Over the holidays, I had the opportunity to head back to my local museum to take in a special exhibit. Museums, like most cultural institutions, are a fascinating (though sometimes expensive) way to reach across time, space, and geography to share in stories we don’t often see, and may have never known about if it weren’t for the work of professionals with fancy sounding titles that end in ‘gist’.
This particular exhibit was a featured collection of artefacts from Ancient Mesopotamia. The people of Sumer, Assyria, and Babylon were years ahead of their time with innovations in government and business. In amongst the ancient tablets and jewellery, I found a particularly telling artefact of an old definition of leadership that still resonates today.

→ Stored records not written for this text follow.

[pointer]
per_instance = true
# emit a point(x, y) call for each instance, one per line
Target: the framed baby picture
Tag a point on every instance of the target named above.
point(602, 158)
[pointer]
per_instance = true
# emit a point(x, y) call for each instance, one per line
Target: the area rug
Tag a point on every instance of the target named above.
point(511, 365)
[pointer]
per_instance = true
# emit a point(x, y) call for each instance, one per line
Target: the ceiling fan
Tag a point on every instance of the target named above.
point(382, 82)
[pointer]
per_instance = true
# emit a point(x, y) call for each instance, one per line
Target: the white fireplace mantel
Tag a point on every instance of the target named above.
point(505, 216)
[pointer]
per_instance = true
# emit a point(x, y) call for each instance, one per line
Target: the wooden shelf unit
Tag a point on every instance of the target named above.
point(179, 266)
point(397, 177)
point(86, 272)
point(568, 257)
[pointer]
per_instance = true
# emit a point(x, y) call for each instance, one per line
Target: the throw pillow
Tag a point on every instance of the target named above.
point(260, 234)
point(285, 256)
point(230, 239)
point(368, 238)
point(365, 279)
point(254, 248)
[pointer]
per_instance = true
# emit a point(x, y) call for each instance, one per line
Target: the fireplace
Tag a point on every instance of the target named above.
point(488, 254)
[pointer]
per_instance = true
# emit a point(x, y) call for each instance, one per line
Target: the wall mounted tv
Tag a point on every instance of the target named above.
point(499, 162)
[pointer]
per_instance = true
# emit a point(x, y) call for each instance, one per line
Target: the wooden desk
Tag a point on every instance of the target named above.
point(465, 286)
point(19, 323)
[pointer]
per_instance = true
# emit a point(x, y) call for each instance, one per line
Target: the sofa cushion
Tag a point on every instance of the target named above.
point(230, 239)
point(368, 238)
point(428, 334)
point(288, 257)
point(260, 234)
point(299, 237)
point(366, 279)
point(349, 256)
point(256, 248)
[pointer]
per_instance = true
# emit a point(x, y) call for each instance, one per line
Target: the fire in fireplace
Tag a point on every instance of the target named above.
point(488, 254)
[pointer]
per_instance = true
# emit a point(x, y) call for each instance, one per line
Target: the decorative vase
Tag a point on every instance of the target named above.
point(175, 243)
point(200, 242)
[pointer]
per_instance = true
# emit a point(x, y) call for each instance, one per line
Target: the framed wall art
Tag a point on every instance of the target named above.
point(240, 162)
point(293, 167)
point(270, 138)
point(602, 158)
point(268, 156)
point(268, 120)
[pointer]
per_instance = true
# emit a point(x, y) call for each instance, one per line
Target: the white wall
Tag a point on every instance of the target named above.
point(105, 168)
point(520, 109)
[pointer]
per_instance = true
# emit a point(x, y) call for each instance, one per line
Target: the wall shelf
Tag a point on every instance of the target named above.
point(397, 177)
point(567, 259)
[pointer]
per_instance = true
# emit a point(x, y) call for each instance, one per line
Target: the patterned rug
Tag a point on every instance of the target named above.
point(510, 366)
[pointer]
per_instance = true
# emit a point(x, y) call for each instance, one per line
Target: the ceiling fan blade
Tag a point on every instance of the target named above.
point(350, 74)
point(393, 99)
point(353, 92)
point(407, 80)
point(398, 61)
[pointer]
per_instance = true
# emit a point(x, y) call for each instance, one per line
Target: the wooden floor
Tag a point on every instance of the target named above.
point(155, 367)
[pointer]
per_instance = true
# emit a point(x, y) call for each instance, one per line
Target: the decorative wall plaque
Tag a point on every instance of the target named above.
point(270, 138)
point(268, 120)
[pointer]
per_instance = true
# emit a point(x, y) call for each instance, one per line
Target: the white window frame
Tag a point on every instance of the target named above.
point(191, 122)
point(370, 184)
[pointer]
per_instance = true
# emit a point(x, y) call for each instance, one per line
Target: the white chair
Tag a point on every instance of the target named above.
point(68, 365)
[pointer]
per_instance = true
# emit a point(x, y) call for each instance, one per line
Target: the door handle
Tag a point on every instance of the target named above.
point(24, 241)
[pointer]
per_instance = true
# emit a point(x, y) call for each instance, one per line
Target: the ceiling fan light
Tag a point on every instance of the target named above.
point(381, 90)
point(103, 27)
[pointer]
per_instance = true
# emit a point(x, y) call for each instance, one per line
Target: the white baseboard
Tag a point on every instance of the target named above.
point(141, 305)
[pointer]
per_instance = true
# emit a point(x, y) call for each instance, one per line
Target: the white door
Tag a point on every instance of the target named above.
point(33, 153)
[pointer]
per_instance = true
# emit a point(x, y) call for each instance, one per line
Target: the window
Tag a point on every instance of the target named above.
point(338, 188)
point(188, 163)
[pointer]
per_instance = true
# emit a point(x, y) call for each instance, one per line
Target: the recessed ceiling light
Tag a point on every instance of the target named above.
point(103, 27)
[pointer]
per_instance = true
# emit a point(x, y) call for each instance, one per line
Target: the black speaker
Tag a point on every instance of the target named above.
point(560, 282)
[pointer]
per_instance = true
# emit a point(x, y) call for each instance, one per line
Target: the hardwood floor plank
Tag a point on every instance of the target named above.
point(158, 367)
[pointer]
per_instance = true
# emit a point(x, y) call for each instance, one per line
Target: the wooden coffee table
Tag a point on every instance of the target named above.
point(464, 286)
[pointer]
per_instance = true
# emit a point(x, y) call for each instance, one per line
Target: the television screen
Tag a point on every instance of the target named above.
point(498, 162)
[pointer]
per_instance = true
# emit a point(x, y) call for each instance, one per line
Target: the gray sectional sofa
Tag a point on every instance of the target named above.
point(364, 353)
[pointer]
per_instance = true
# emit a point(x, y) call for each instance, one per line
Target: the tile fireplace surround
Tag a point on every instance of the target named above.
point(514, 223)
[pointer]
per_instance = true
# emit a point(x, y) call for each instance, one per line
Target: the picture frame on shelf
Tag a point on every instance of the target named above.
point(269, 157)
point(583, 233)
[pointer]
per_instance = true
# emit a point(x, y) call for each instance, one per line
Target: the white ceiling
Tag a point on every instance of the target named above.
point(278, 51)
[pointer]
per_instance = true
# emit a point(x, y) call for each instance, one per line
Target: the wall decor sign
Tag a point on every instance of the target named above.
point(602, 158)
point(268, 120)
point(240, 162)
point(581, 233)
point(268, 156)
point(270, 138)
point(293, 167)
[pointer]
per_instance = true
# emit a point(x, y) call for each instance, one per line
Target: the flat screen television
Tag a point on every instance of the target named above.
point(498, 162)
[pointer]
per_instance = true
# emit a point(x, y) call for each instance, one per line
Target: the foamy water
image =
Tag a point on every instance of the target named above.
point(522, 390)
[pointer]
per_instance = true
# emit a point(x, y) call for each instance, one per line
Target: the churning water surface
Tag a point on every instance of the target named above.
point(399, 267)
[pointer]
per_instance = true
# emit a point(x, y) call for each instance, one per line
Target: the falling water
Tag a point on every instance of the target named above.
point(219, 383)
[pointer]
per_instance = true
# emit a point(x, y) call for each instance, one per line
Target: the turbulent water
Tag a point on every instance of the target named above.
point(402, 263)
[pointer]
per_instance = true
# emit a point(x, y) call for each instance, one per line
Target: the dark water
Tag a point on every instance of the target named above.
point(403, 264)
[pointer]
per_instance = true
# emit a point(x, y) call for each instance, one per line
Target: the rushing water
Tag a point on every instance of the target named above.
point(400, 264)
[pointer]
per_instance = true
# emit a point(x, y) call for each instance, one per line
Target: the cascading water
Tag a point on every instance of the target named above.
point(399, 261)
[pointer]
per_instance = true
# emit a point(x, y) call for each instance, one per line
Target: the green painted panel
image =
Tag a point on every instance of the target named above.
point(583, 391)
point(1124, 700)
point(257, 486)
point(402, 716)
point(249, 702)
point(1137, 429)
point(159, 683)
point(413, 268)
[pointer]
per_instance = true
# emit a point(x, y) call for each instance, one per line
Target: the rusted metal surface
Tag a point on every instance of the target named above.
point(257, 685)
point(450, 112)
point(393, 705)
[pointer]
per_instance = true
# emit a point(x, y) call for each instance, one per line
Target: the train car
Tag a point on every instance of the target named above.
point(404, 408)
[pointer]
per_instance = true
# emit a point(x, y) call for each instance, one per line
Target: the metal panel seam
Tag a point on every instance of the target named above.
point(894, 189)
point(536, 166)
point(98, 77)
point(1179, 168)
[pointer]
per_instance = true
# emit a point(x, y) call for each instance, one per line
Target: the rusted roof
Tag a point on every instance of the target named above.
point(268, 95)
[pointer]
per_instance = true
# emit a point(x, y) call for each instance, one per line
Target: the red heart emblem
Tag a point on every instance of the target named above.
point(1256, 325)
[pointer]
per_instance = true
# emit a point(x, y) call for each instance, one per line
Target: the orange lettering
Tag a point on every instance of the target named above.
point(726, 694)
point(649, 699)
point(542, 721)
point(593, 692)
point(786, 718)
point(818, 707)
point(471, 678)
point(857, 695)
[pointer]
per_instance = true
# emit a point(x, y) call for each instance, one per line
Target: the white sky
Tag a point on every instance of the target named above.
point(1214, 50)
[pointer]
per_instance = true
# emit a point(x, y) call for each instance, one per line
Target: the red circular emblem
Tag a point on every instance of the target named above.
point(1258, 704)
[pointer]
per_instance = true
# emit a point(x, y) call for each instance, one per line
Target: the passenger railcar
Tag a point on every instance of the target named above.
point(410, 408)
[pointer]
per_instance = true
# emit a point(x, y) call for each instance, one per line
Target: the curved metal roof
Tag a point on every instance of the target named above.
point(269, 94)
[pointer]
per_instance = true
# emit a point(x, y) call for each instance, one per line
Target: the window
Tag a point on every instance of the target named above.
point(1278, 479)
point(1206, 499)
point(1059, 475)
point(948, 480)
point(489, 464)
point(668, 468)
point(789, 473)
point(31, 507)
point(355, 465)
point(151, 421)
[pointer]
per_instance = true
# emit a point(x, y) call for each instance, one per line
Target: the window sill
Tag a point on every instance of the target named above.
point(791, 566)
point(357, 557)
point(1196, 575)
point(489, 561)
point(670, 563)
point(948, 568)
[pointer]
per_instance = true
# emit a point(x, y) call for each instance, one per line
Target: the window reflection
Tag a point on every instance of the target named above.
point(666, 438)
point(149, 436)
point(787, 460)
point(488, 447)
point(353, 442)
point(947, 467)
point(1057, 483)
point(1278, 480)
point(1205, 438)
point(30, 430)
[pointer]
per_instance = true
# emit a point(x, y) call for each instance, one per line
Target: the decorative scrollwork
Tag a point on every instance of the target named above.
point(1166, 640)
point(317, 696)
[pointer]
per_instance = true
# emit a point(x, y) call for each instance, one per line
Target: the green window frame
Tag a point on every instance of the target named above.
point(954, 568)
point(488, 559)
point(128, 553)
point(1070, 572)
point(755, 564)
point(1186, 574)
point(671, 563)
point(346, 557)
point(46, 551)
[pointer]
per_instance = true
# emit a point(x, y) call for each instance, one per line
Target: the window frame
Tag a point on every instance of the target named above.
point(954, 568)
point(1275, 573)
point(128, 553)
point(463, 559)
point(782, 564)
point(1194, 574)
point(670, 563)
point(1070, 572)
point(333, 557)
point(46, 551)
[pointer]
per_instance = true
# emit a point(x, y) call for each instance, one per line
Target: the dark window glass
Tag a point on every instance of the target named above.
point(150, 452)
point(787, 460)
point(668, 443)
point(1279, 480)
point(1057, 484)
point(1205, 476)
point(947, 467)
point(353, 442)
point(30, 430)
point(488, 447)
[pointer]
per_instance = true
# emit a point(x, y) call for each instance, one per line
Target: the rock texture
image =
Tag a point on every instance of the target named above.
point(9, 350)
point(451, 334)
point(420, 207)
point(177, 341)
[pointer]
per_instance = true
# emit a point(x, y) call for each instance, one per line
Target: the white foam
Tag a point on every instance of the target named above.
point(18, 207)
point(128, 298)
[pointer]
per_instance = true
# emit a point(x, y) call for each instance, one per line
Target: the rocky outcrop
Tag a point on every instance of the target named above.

Lions were a prominent feature of Mesopotamian mythology, often used to represent kings and kingship. Most notably, the artefact that I saw (similar to the one pictured above) noted that lions were so closely related to the idea of kings and royalty because they represented wild chaos, the antithesis of the order and control the king strives for.
Such a dichotomous definition of leadership, it seems, has deep, historical roots. The image of a wild, untamed lion being the opposite, or even the enemy, of the king’s desire for stability implies that a leader’s role is to create, keep, and restore order. In hunting and killing the lion, the king dispatches the symbol of a threat to his absolute rule.
The notion of chaos being a threat to a leader’s rule is a puzzling yet understandable concept. Understandable in the sense that leadership and leading can depend on familiarity and stability to support authority and predetermined power structures. Puzzling, however, that the lion is hunted down and killed, showing an extreme fear of the ultimately natural state of instability, change and turmoil. Change, yes, can be chaotic and confronting, but it is striking that the perceived solution for ‘fixing’ these situations is an ultimately even more chaotic act. Fighting to keep chaos away by introducing it yourself seems, on the surface, rather counterproductive.
In a way, however, the lion hunt (this metaphorical hunt for and dispatching of disorder) is controlled, organized chaos. It is an attempt to control, to manage and to fight off a perceived threat to the leader’s perception of what stability and order should be. Here, context is everything. What looks like chaos to us is control for the lion. What seems wild and untamed from the palatial grounds of the leader is, in fact, a perfectly productive way of life.
How many times does this happen to us? Do we fight off what we find threatening as leaders with the same things we fear? Do we introduce our own form of chaos to regain control? Further, what is chaos? What is out of control for us may be stability for someone else. In my world, chaos and change is still frightening, but no longer unwelcome. They are catalysts for change when we need to be more than lightly pushed to accept that change will come. It is not always the best or most welcome way to begin again or learn a hard lesson, but as nature has shown us time and again, the more we hunt and dispatch perceived threats, the more than continue to reappear, often stronger and in greater numbers. What if we used the energy we expend in fighting, running and hunting to observe, embrace and learn? What a different world it might be.